One or more selector functions to scale variables for this step. See recipes::selections() for more details.

df

a data frame that contains the population data to be used for inverting the existing scaling.

by

A (possibly named) character vector of variables to join by.

If NULL, the default, the function will try to infer a reasonable set of columns. First, it will try to join by all variables in the test data with roles "geo_value", "key", or "time_value" that also appear in df; these roles are automatically set if you are using an epi_df, or you can use, e.g., update_role. If no such roles are set, it will try to perform a natural join, using variables in common between the training/test data and population data.

If columns in the training/testing data and df have the same name (and aren't included in by), a .df suffix is added to the one from the user-provided data to disambiguate.

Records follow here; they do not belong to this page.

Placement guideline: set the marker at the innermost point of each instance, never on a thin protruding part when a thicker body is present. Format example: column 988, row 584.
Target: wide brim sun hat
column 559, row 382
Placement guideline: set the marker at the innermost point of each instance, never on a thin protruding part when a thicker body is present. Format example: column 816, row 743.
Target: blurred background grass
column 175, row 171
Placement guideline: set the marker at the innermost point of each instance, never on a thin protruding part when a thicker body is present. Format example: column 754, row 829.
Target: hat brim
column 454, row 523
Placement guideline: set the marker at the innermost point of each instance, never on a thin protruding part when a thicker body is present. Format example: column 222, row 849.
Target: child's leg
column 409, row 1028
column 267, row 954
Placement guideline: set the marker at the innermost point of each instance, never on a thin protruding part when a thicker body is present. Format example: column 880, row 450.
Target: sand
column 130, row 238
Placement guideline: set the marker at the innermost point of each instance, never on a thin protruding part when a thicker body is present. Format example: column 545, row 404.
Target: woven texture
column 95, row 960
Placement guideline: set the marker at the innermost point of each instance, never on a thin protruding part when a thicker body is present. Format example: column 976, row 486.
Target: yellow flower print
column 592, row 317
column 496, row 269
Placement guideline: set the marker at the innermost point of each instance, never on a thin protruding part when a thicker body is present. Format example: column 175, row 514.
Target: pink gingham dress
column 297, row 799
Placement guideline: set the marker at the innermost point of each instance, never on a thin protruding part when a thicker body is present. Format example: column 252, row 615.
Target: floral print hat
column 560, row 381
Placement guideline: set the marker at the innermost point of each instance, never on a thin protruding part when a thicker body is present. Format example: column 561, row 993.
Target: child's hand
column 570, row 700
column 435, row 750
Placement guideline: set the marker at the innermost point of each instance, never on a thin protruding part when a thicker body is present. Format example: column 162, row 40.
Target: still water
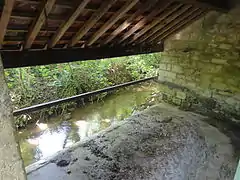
column 46, row 138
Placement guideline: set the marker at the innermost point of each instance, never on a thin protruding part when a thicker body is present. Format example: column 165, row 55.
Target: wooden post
column 11, row 164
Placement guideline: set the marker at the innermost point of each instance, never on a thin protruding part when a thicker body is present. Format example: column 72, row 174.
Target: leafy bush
column 34, row 85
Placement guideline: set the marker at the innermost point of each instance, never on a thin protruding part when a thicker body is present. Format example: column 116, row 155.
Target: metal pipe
column 74, row 98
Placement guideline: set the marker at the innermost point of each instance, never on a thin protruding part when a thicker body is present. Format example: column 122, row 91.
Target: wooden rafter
column 39, row 21
column 162, row 24
column 142, row 8
column 127, row 6
column 6, row 14
column 218, row 5
column 142, row 22
column 92, row 21
column 182, row 25
column 65, row 25
column 154, row 22
column 191, row 11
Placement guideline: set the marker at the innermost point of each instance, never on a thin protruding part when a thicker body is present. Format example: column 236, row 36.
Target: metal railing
column 77, row 97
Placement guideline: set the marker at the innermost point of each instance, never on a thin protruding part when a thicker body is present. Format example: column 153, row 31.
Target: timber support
column 11, row 164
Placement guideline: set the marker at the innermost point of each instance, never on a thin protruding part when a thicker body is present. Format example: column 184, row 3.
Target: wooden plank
column 155, row 22
column 127, row 6
column 127, row 23
column 217, row 5
column 174, row 15
column 54, row 56
column 65, row 25
column 39, row 21
column 92, row 21
column 183, row 24
column 193, row 11
column 5, row 17
column 142, row 22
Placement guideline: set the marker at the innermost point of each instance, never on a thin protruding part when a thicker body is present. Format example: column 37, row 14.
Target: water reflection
column 44, row 140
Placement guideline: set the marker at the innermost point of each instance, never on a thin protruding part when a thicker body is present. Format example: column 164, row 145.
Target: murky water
column 45, row 139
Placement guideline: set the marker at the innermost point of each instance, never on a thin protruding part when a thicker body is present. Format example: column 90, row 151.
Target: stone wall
column 200, row 68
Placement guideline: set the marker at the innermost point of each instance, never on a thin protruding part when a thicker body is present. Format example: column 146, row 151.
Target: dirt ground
column 159, row 143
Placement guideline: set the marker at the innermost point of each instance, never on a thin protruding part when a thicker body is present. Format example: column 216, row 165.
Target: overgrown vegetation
column 34, row 85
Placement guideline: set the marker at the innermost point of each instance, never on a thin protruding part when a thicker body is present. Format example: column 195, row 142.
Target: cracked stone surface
column 159, row 143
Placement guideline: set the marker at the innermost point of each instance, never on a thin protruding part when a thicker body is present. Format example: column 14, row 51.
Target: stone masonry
column 201, row 65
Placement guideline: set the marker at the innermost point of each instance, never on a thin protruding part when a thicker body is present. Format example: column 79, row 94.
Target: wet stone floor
column 44, row 139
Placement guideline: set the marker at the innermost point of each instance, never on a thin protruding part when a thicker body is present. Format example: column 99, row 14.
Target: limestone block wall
column 200, row 68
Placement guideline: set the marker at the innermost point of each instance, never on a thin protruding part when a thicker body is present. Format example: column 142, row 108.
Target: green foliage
column 34, row 85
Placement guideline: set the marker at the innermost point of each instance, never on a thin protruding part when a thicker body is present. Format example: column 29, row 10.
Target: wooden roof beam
column 155, row 22
column 39, row 21
column 162, row 24
column 142, row 8
column 192, row 11
column 142, row 22
column 65, row 25
column 119, row 14
column 218, row 5
column 172, row 19
column 6, row 14
column 181, row 25
column 91, row 22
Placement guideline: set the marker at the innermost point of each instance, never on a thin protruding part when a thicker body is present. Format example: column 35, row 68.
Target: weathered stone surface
column 11, row 165
column 205, row 58
column 159, row 143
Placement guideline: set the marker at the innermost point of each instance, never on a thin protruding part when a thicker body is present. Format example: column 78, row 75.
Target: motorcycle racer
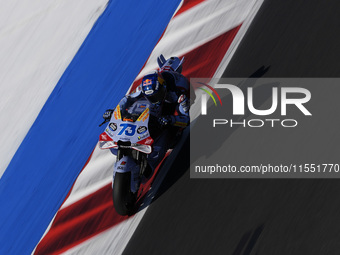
column 166, row 92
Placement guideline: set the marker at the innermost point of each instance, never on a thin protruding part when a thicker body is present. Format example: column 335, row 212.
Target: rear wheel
column 123, row 199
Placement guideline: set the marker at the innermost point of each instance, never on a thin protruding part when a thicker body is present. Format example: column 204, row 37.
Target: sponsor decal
column 142, row 129
column 142, row 137
column 113, row 126
column 147, row 82
column 109, row 131
column 144, row 115
column 116, row 113
column 148, row 141
column 149, row 92
column 239, row 99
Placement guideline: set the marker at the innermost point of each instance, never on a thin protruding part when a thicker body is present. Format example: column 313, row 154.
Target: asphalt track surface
column 256, row 216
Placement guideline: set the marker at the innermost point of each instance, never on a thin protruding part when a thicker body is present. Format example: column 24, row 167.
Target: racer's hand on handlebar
column 165, row 121
column 107, row 114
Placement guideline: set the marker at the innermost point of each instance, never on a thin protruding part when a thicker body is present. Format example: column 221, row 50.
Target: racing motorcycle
column 127, row 135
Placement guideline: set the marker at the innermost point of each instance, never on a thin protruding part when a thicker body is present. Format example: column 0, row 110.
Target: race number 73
column 128, row 129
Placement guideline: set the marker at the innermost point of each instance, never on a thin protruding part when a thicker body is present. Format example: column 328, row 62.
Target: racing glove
column 107, row 114
column 165, row 121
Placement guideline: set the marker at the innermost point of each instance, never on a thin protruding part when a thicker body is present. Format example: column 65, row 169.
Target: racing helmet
column 153, row 87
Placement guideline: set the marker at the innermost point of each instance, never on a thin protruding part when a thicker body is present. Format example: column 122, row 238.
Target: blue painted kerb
column 61, row 139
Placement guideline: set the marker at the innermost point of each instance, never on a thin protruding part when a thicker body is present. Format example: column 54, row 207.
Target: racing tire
column 123, row 199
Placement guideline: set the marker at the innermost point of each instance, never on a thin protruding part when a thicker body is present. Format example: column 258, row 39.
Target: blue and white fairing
column 129, row 123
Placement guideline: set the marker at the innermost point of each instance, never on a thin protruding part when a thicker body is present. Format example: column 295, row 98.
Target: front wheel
column 123, row 199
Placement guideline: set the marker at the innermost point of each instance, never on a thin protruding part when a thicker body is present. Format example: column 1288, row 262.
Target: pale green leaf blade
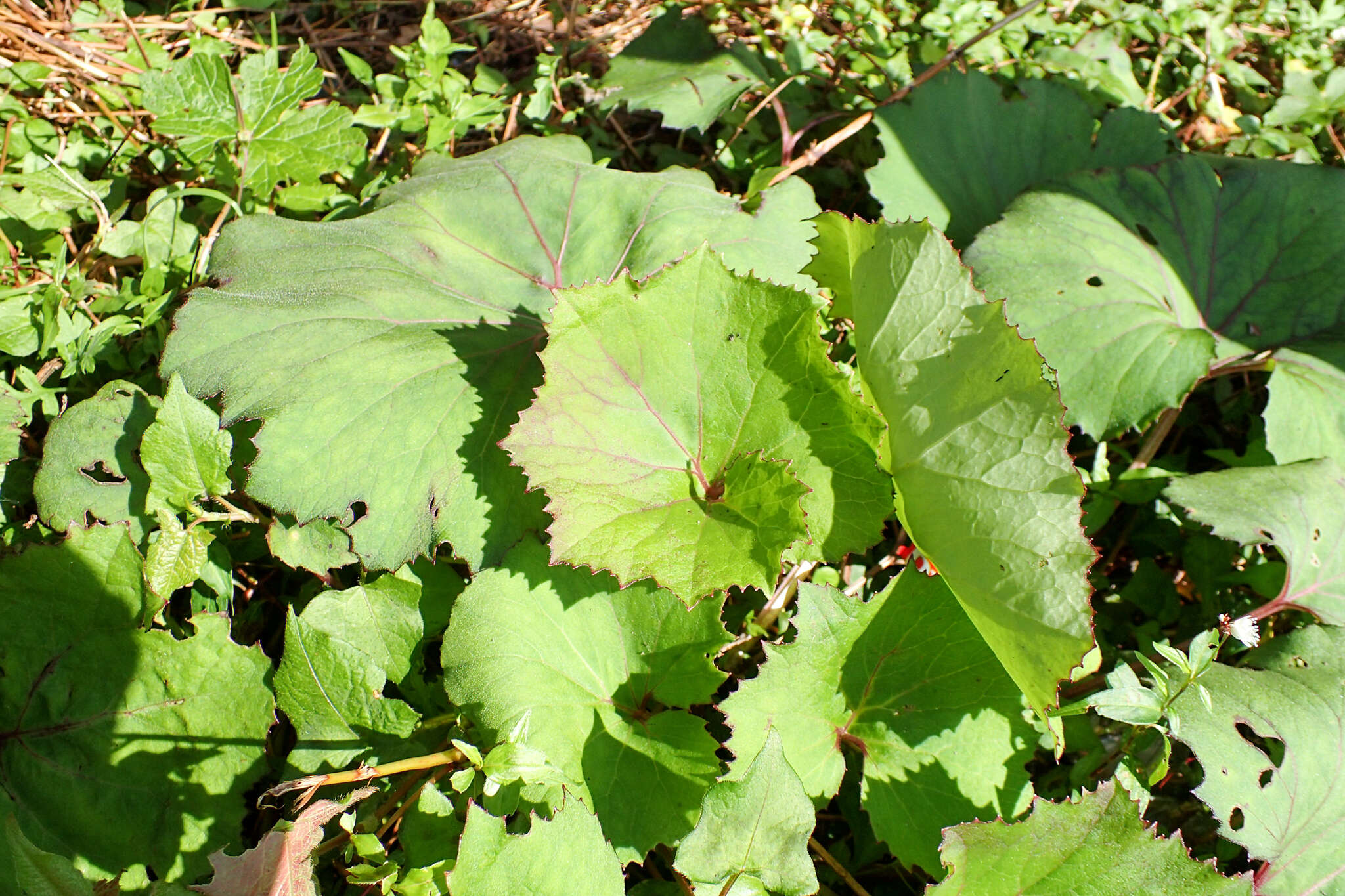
column 682, row 421
column 341, row 652
column 1298, row 508
column 580, row 664
column 753, row 824
column 89, row 465
column 961, row 171
column 1290, row 815
column 907, row 680
column 175, row 558
column 560, row 857
column 318, row 547
column 676, row 68
column 38, row 872
column 185, row 452
column 1134, row 281
column 1095, row 847
column 159, row 734
column 282, row 863
column 341, row 335
column 985, row 485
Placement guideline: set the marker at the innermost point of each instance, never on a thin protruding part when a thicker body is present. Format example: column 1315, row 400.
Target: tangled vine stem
column 818, row 151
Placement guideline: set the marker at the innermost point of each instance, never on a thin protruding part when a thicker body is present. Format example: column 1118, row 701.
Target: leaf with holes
column 962, row 171
column 1093, row 847
column 552, row 859
column 91, row 465
column 599, row 677
column 753, row 829
column 907, row 681
column 148, row 740
column 1134, row 282
column 676, row 68
column 1273, row 748
column 686, row 426
column 341, row 653
column 1300, row 508
column 386, row 355
column 985, row 485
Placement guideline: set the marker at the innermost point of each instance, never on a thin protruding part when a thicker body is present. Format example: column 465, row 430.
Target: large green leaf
column 91, row 465
column 958, row 151
column 341, row 652
column 676, row 68
column 1134, row 281
column 387, row 354
column 906, row 681
column 985, row 485
column 1094, row 847
column 682, row 421
column 596, row 675
column 1298, row 508
column 119, row 744
column 1286, row 807
column 753, row 829
column 564, row 856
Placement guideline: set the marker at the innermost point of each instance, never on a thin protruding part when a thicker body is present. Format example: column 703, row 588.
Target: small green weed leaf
column 185, row 452
column 1300, row 508
column 341, row 335
column 282, row 863
column 1134, row 281
column 1289, row 813
column 682, row 421
column 985, row 485
column 42, row 874
column 906, row 680
column 1095, row 847
column 341, row 652
column 677, row 69
column 123, row 743
column 557, row 857
column 962, row 171
column 753, row 824
column 159, row 238
column 89, row 465
column 175, row 557
column 318, row 547
column 596, row 677
column 200, row 102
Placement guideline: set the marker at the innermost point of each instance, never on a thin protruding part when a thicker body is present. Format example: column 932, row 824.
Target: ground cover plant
column 852, row 448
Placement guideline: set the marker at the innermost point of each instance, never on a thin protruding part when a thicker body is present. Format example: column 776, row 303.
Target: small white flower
column 1246, row 630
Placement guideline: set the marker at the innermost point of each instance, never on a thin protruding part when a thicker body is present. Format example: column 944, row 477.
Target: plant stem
column 837, row 867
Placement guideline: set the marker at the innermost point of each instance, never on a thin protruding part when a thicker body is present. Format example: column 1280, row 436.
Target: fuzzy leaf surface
column 159, row 735
column 1300, row 508
column 185, row 452
column 1134, row 281
column 686, row 426
column 89, row 464
column 677, row 69
column 600, row 677
column 557, row 857
column 1293, row 813
column 962, row 171
column 985, row 485
column 341, row 652
column 753, row 825
column 907, row 680
column 389, row 354
column 1095, row 847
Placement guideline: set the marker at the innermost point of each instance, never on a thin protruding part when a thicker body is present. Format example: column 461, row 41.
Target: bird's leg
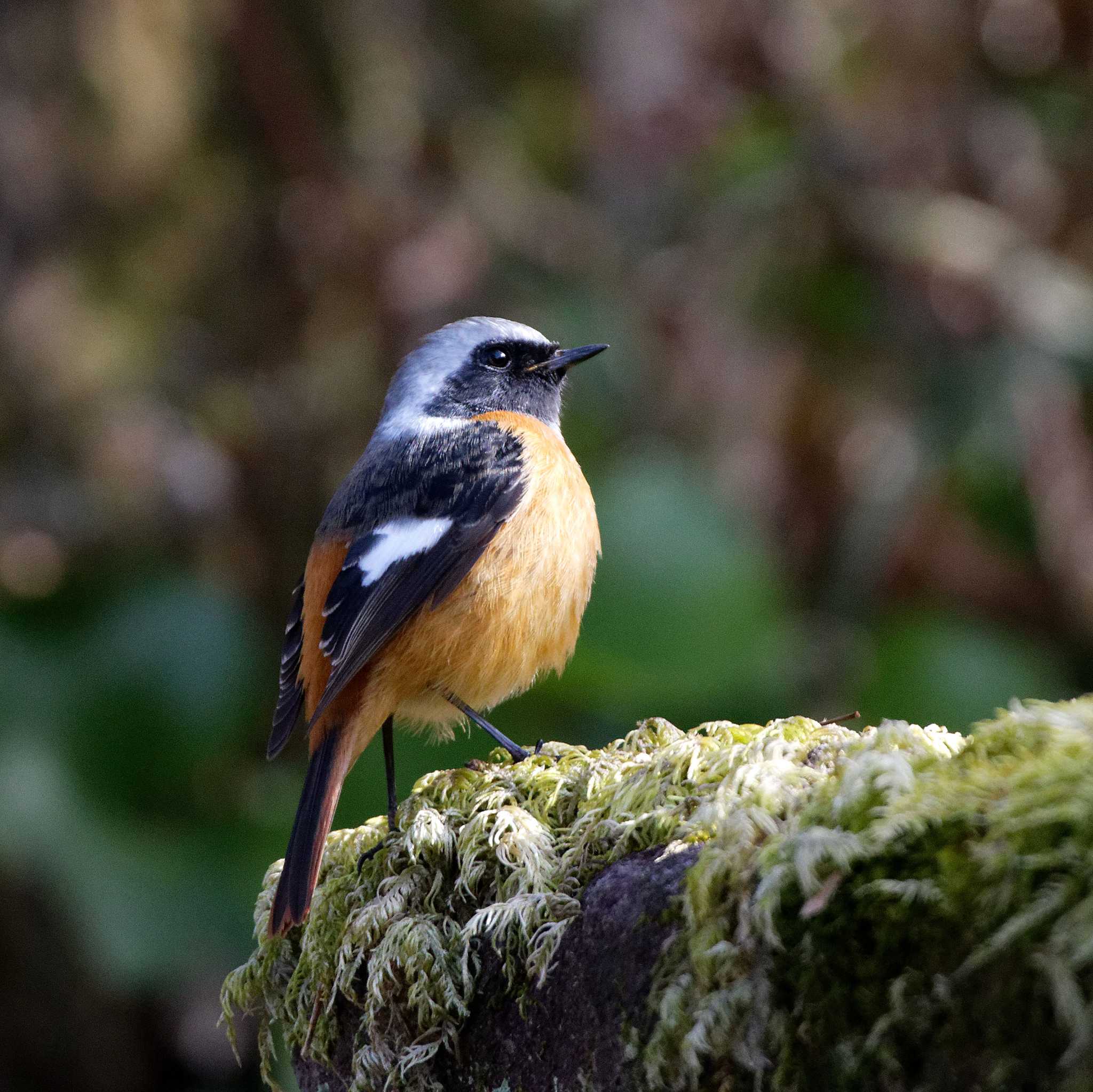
column 515, row 750
column 393, row 800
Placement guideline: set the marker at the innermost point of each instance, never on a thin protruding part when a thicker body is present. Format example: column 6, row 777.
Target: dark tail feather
column 314, row 816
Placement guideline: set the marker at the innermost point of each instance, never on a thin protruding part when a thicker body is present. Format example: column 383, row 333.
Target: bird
column 450, row 568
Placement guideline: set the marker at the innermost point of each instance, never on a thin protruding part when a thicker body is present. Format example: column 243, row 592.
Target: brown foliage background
column 843, row 250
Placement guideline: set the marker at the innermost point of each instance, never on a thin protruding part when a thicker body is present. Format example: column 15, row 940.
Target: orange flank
column 515, row 614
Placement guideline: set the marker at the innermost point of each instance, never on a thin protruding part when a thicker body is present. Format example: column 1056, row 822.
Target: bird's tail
column 322, row 788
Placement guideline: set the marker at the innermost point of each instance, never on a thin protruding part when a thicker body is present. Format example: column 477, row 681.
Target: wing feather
column 290, row 691
column 362, row 613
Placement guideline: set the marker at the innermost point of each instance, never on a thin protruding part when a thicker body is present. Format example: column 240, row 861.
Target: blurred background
column 842, row 249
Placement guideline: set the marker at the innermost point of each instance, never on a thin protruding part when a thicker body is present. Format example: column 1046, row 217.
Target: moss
column 923, row 920
column 850, row 887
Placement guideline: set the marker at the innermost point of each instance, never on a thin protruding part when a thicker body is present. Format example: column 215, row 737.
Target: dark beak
column 566, row 358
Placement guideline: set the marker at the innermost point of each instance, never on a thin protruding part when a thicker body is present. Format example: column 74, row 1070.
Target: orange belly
column 516, row 614
column 518, row 611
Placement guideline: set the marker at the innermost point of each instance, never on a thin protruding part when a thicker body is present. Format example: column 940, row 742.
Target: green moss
column 845, row 919
column 923, row 919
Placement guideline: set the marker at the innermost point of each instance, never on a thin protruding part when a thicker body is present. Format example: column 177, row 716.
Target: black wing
column 291, row 692
column 471, row 477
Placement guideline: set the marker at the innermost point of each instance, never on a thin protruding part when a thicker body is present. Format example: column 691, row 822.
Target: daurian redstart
column 450, row 567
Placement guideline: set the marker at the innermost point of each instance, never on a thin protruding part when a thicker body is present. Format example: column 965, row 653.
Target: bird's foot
column 383, row 844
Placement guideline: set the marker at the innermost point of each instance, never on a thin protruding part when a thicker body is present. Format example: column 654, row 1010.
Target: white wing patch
column 398, row 540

To join by different variables on the epi_df and df, use a named vector. For example, by = c("geo_value" = "states") will match epi_df$geo_value to df$states. To join by multiple variables, use a vector with length > 1. For example, by = c("geo_value" = "states", "county" = "county") will match epi_df$geo_value to df$states and epi_df$county to df$county.

See dplyr::left_join() for more details.

df_pop_col

the name of the column in the data frame df that contains the population data and used for scaling.

rate_rescaling

Sometimes rates are "per 100K" or "per 1M" rather than "per person". Adjustments can be made here. For example, if the original rate is "per 100K", then set rate_rescaling = 1e5 to get counts back.

create_new

TRUE to create a new column and keep the original column in the epi_df.

suffix

a character. The suffix added to the column name if create_new = TRUE. Default to "_scaled".

id

a random id string

Value

an updated frosting postprocessor

Examples

library(dplyr)
jhu <- epidatasets::cases_deaths_subset %>%
  filter(time_value > "2021-11-01", geo_value %in% c("ca", "ny")) %>%
  select(geo_value, time_value, cases)

pop_data <- data.frame(states = c("ca", "ny"), value = c(20000, 30000))

r <- epi_recipe(jhu) %>%
  step_population_scaling(
    df = pop_data,
    df_pop_col = "value",
    by = c("geo_value" = "states"),
    cases, suffix = "_scaled"
  ) %>%
  step_epi_lag(cases_scaled, lag = c(0, 7, 14)) %>%
  step_epi_ahead(cases_scaled, ahead = 7, role = "outcome") %>%
  step_epi_naomit()

f <- frosting() %>%
  layer_predict() %>%
  layer_threshold(.pred) %>%
  layer_naomit(.pred) %>%
  layer_population_scaling(.pred,
    df = pop_data,
    by = c("geo_value" = "states"),
    df_pop_col = "value"
  )

wf <- epi_workflow(r, linear_reg()) %>%
  fit(jhu) %>%
  add_frosting(f)

forecast(wf)
#> An `epi_df` object, 2 x 4 with metadata:
#> * geo_type  = state
#> * time_type = day
#> * other_keys = geo_value, time_value
#> * as_of     = 2024-03-20
#> 
#> # A tibble: 2 × 4
#>   geo_value time_value .pred .pred_scaled
#> * <chr>     <date>     <dbl>        <dbl>
#> 1 ca        2021-12-31  4.25       84938.
#> 2 ny        2021-12-31  5.93      177766.